For the foregoing reasons, the court DENIED defendants' motion to suppress the evidence and statements obtained as a result of the warrantless entry into Samet's apartment.
NOTES
[1] Both defendants pled guilty and were sentenced on May 21, 1992.
[2] At the conclusion of the hearing, the court reserved the option to file a written opinion at a later date.
[3] Although the indictment stated 284 grams of cocaine, the government later informed the court that its laboratory analysis revealed the quantity of cocaine to be 277 grams.
[4] Shelton had purchased from Samet a smaller amount of cocaine on November 21, 1991. Shelton had also met with Samet on November 27 and December 2 and had spoken with Samet over the phone on December 3. Adamson and Christensen were present on none of these occasions.
[5] Later that day, the officers searched defendant Christensen's apartment after Christensen signed a consent-to-search form. They seized the following items from Christensen's apartment: a plastic bag containing rice, a telephone bill in the name of Christensen, an ODU magazine, an empty bottle of Inositol, a tobacco roller, a "bong," a pipe, portable scales, and a wooden Ruinite box containing a set of digital scales.
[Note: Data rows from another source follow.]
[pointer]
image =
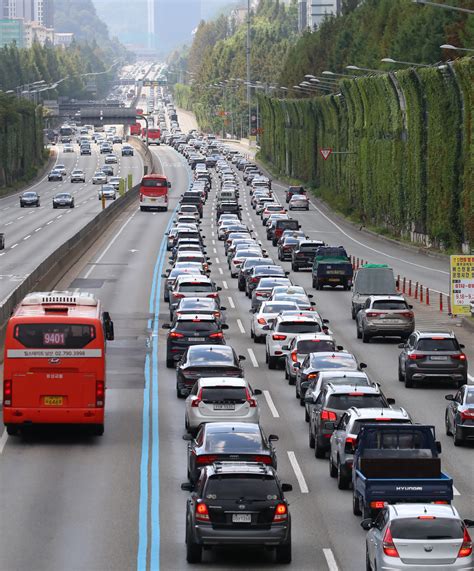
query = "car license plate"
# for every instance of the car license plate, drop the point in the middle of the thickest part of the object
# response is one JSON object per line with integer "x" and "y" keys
{"x": 53, "y": 401}
{"x": 241, "y": 518}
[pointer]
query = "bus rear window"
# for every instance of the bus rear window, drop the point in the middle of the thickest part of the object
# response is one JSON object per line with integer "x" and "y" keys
{"x": 54, "y": 335}
{"x": 154, "y": 182}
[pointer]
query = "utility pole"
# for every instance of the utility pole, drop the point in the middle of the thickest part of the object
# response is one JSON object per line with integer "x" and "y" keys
{"x": 249, "y": 102}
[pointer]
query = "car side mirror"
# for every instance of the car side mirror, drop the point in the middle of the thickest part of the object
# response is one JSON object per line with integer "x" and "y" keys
{"x": 367, "y": 524}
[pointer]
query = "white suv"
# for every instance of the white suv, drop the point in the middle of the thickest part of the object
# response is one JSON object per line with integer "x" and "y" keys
{"x": 221, "y": 399}
{"x": 282, "y": 332}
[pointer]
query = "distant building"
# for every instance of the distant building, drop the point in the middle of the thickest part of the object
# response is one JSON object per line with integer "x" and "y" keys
{"x": 302, "y": 15}
{"x": 11, "y": 30}
{"x": 63, "y": 39}
{"x": 35, "y": 32}
{"x": 318, "y": 10}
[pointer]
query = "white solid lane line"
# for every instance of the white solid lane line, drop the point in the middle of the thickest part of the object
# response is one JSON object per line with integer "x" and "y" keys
{"x": 298, "y": 473}
{"x": 330, "y": 560}
{"x": 271, "y": 404}
{"x": 241, "y": 327}
{"x": 252, "y": 357}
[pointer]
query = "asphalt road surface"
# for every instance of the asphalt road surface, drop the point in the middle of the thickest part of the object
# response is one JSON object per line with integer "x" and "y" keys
{"x": 115, "y": 502}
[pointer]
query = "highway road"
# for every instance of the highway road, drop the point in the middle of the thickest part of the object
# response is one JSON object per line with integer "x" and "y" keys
{"x": 115, "y": 502}
{"x": 33, "y": 233}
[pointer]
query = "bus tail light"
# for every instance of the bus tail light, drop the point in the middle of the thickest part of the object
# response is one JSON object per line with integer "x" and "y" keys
{"x": 7, "y": 392}
{"x": 99, "y": 394}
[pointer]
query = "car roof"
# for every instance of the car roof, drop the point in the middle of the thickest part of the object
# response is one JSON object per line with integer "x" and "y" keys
{"x": 206, "y": 382}
{"x": 414, "y": 510}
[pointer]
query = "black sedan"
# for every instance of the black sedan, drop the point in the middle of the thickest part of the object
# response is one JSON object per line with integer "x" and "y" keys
{"x": 460, "y": 415}
{"x": 234, "y": 441}
{"x": 206, "y": 361}
{"x": 29, "y": 198}
{"x": 63, "y": 200}
{"x": 187, "y": 330}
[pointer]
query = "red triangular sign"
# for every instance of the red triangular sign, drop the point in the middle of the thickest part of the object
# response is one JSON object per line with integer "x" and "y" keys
{"x": 325, "y": 153}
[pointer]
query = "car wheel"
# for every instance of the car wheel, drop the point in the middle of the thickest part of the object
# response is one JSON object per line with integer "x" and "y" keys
{"x": 343, "y": 480}
{"x": 446, "y": 424}
{"x": 272, "y": 362}
{"x": 458, "y": 441}
{"x": 193, "y": 551}
{"x": 319, "y": 451}
{"x": 283, "y": 553}
{"x": 356, "y": 505}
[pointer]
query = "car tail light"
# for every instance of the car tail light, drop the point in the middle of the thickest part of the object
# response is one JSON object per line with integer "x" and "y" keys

Defendants Samet and Adamson sought to suppress this evidence as well, contending that the warrantless entry into Samet's apartment tainted it. Defendant Christensen did not join the motion to suppress in any regard.
[6] If entry was lawful, the evidence seized after the warrantless entry, i.e., the school bag, the two statements from Samet, and the two bills, would be admissible because the officers obtained it in a search incident to a lawful arrest and only after obtaining Samet's written consent for the search. Likewise, no arguable taint existed in regard to the seizures from defendant Christensen's apartment. See supra note 5.
[7] The Eighth Circuit recently decided an unlawful entry case in which the doctrine of "consent once removed" might have justified the warrantless entry, but the court did not address the doctrine. In United States v. Templeman, 938 F.2d 122 (8th Cir.1991), the court found that a warrantless entry into the defendant's home violated the Fourth Amendment because no exigent circumstances justified the entry. Id. at 124. In Templeman, officers intercepted a package of cocaine intended for Stowe, who then agreed to cooperate by delivering it to Templeman. Stowe had regularly made such deliveries to Templeman. Stowe delivered the package to Templeman at Templeman's home, and when the package was opened, the officers rushed the trailer home and identified themselves. When the officers observed Templeman running to the rear of the home, they forced open the door and arrested him. The court found their entry unlawful.
The court based its decision on the absence of exigent circumstances and the fact that the officers had ample opportunity to obtain a search warrant in advance. The court never addressed the question of whether Templeman's consent to the entry of Stowe, who was acting as an informant, could be imputed to the entry of the officers. The facts in Templeman then differed from this case in that the police used an informant, rather than an undercover agent, to signal an arrest team. But see United States v. Paul, 808 F.2d at 648. This court finds the facts, as well as the reasoning of the courts, in Diaz and Paul to be more applicable and persuasive, respectively, to the case at bar than Templeman.
[8] Neither the officers' use of a battering ram nor the false statement of one officer that he had a search warrant makes illegal an otherwise legal entry. Neither action affected the Samet's initial consent to the entry into his apartment.